Di antara 31 peserta pemilihan umum (Pemilu) di Lampung, baik partai politik maupun peserta perorangan, Masyumi menjadi pemenang. Tidak kurang 168.414 suara atau 38,7 persen yang diraih. Partai Islam lainnya, Syarikat Islam Indonesia (PSII) menempati peringkat empat, meraih 11,2 persen suara. Nahdlatul Ulama (NU) yang pada wilayah Sumatera bagian tengah cukup diperhitungkan, di wilayah ini hanya mengumpulkan 33.911 pemilih atau 7,8 persen suara.
Pesaing terdekat Masyumi saat itu adalah Partai Nasional Indonesia (PNI) dan Partai Komunis Indonesia (PKI). PNI menduduki peringkat kedua dengan meraih 18,99 persen suara. Sementara PKI di tempat ketiga dengan suara 14 persen. Sisa 17 persen suara tersebar di antara partai dan gerakan politik serta peserta perorangan dengan perolehan yang sampai satu persen.
Memasuki era Orde Baru, afiliasi masyarakat Lampung beralih ke partai Golongan Karya (Golkar). Dominasi Golkar terus menguat dari Pemilu tahun 1971 hingga 1997.
Pada Pemilu 1971, Golkar meraih 71,8 persen suara dari 1.211.124 pemilih pemilu. Partai-partai Islam secara akumulatif hanya meraih 22 persen sementara partai Nasionalis dan Kristen 6,1 persen.
Keunggulan Golkar terus dipertahankan kendati sempat mengalami penurunan pada Pemilu tahun 1977 dan 1982. Pada Pemilu 1982, partai berlambang beringin itu hanya meraih 59,4 persen. Sebaliknya, Partai Persatuan Pembangunan (PPP) meningkatkan perolehan suaranya hingga lebih dari 30 persen.
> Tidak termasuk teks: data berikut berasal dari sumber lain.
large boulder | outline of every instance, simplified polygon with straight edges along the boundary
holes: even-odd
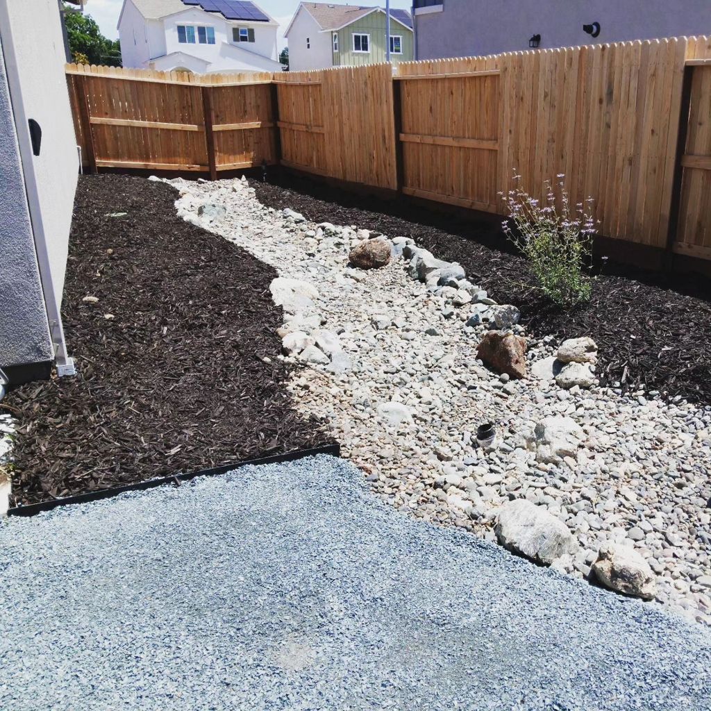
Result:
[[[310,309],[314,306],[314,299],[319,298],[316,287],[298,279],[277,277],[272,280],[269,288],[274,304],[289,314]]]
[[[649,564],[634,548],[606,543],[599,550],[592,572],[611,590],[651,600],[656,581]]]
[[[558,348],[558,360],[561,363],[595,363],[597,345],[587,336],[582,338],[568,338]]]
[[[565,390],[570,390],[575,385],[587,389],[595,384],[595,376],[587,363],[567,363],[555,376],[555,382]]]
[[[479,343],[476,357],[498,373],[526,377],[526,339],[520,336],[490,331]]]
[[[546,565],[562,555],[574,555],[578,547],[562,521],[523,498],[503,506],[494,531],[505,548]]]
[[[390,263],[392,247],[385,240],[369,240],[356,245],[348,255],[354,267],[359,269],[380,269]]]
[[[570,417],[545,417],[534,428],[528,447],[535,451],[539,461],[560,464],[565,457],[575,456],[584,436]]]

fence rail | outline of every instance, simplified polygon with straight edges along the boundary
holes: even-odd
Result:
[[[272,75],[68,65],[91,169],[287,167],[498,213],[559,175],[606,236],[711,259],[711,39]]]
Pukulan balik terhadap perolehan suara PPP terjadi saat Pemilu 1987. Tidak diperbolehkannya lagi PPP memakai asas Islam serta diubahnya lambang ka’bah menjadi Bintang serta gerakan NU kembali ke khitah 1926 menyebabkan perolehan PPP melorot tinggal 7,3 persen suara, hampir sama dengan PDI yang meraih 5,6 persen.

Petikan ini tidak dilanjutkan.